Assumer le samaya vajra de la Vue pure n'implique pas une obéissance à l’instructeur vajra qu'il soit Lama ou Rinpotché. Le Bouddha Shakyamouni n’a rien exigé de cela. Vous êtes en droit de fuir tous ceux qui vous demanderaient de leur obéir comme gage de votre Éveil. On ne peut exiger de quelqu'un le respect, la considération et la gratitude parce que ces sentiments ne peuvent être que les conséquences de nos expériences. Vous ne vous engagez qu’avec vous-même. Le Lama de la lignée a pour habilitation d'être le témoin de votre engagement. Ce témoignage est ce qui fait filiation à toute une lignée de transmission.

Transmettre une initiation tantrique c’est partager une Vue en “confiant un pouvoir” (tib. Ouang kour). À nous de faire en sorte que l’Initiation nous apporte maturité et nous libère des voiles de la discrimination et de l’ignorance.

Transmettre un Ngo Treu de la nature ultime de l’esprit et des phénomènes

 



[1] Par « pure » il faut entendre « dénuée de discrimination et d’imputation ».

[2] Les enseignement karma kagyu présente quatre "racine" comme "condition maîtresse" à l'obtention du Mahamoudra. Il est préconisé de prendre pour "racine" les quatre Lamas qui sont : le(s) Lama(s) qualifié(s) d’une lignée, le Lama de l’enseignement du sougata, le Lama de la manifestation symbolique, le Lama ultime du dharmata.

[3] Sct. prapañca [pra-pañca] (tib. treupa).

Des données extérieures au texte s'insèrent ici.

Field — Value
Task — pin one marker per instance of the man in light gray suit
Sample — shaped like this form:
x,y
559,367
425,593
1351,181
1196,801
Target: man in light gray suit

Élaboration imaginaire dont la cessation se fait au 2e yoga du Mahamoudra. (voir Conjonction du Sahaja et Mahamoudra.

[4] Cf. phantasia.

[5] Ce qu’on entend par réaliser une vacuité c’est réaliser la vacuité d’une illusion, entre autres, celle d’avoir pris pour réel ce qui n’est pas réel. La réalisation d’une vacuité est fondamentalement la réalisation d’une désillusion à la manière d’un malentendu qui, se dissipant, nous fait savoir la nature du malentendu. Autrement dit, il faudra attendre de connaître pour savoir la nature de l’ignorance. (extrait du « Rosaire de mots vajra ».

[6] Il est fait référence à « l’agrégat expérience », processus cognitif régit dans l’alternance d’agréer/désagréer. La discrimination valide ensuite en imputant « c’est agréable/c’est désagréable ».

[7] Les vœux du vinaya, de bodhisattva et du vajrayana que je résume par : éthique, empathie et vue pure.

[8] Cf. La Guirlande des précieuses explications, de Gourou Rinpotché.

[9] Pur au sens de dénué de discrimination et d’imputation.